«Facundo o Civilización y Barbarie», que escribió don Domingo F. Sarmiento,[61] es el libro argentino por excelencia; la nota poética y pictórica más alta que haya dado la literatura americana; sus capítulos vibran de entusiasmo épico y de unción patriótica; pasan de la anécdota aparentemente pueril al concepto sociológico y filosófico; de la descripción del medio a la psicología de los hombres que de ese medio derivan; es el libro de un pensador y de un poeta, del más grande poeta que hayamos tenido.
—Enrique García Velloso (Argentino)
Varona, Enrique José (1855-)
Atesoran ciertos hombres un caudal tan vasto de actividades, y suelen ejercitarlas tan útil y sabiamente, que el ánimo, perplejo ante la obra multiforme por ellos realizada, no acierta a comprender de qué manera, en el estrecho marco que significa una vida humana,[62] pueda caber un programa tan vasto y tan vario. Tal ocurre[63] con la personalidad de Enrique José Varona,[64] cuya significación en el desenvolvimiento intelectual de Cuba es de notoria trascendencia en tan diversos como importantes aspectos. Literato, periodista, orador, poeta, filósofo, profesor, hombre público, Enrique José Varona ha dejado por doquier,[65] en la vida de su país, la firme huella de su paso. Es imposible recorrer la historia de Cuba durante casi medio siglo, o, cuando menos, desde 1880 hasta los días que corren, sin encontrar el nombre de Enrique José Varona asociado, de un modo u otro, a los acontecimientos más salientes que se sucedieron en tan agitado y tormentoso período.
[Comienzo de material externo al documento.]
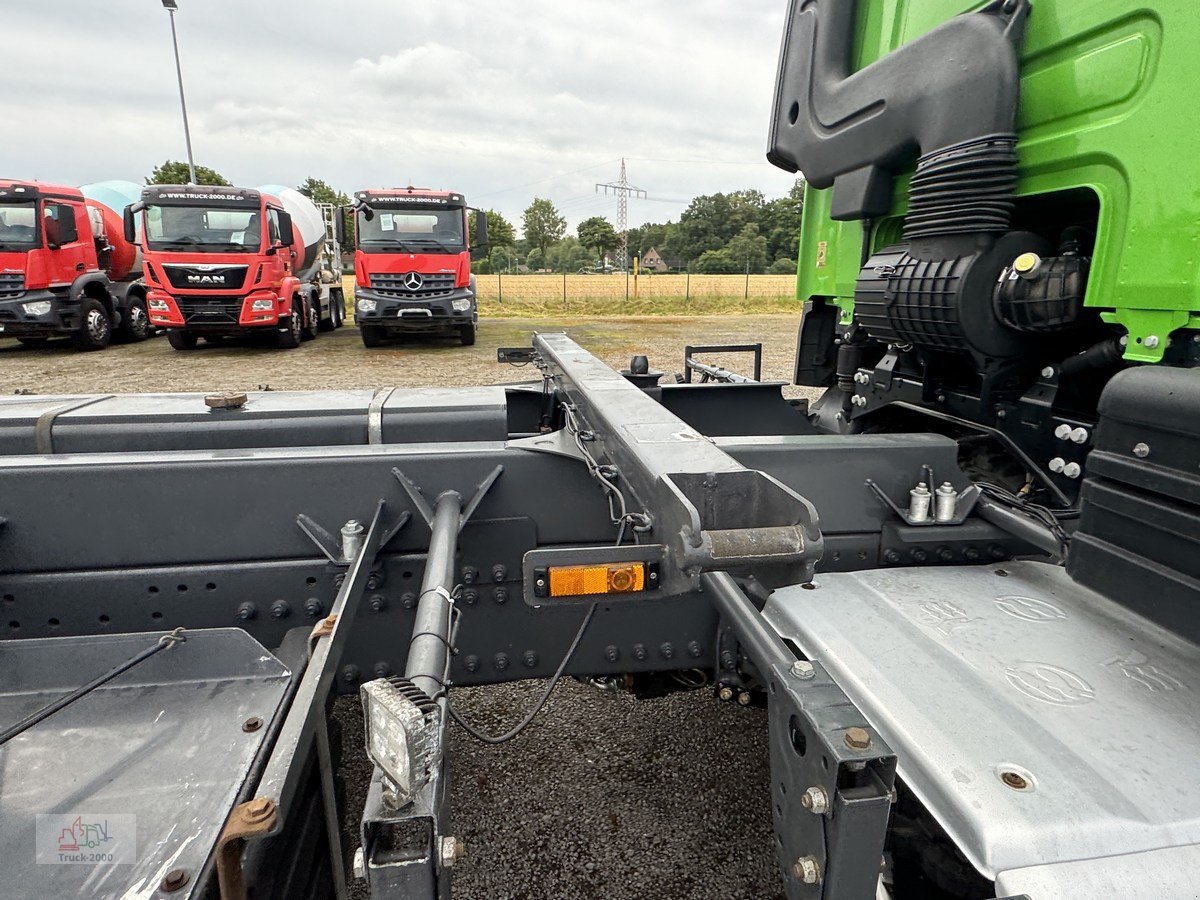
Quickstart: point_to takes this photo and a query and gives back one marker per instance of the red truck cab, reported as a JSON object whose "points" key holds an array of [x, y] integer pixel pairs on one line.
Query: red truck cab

—Carlos de Velasco (Cubano)
Villaverde, Cirilo
Antes, mucho antes que Pereda desplegase el estandarte del realismo en novelas como «El Sabor de la Tierruca,» Cirilo Villaverde,[66] procediendo por iluminaciones de su temperamento de artista, siguiendo a secas[67] sus intuiciones, creaba en un rincón de América una novela en que ponía a contribución[68] los mismos elementos que luego utilizó el arcaico y cervantesco paisajista montañés «Cecilia Valdés». Fué más lejos aún que Pereda, pues no se limitó su innovación a reproducir, tal como era en el mundo real, la psicología de cada personaje, sino que llegó, subordinando las partes al todo, a una síntesis profunda y suprema en que pone de relieve,[69] como un filósofo que de análisis en disección[70] ha llegado a la meta[71] de una hipótesis compendiosa, las leyes históricas del período más ominoso de la colonización española en Cuba.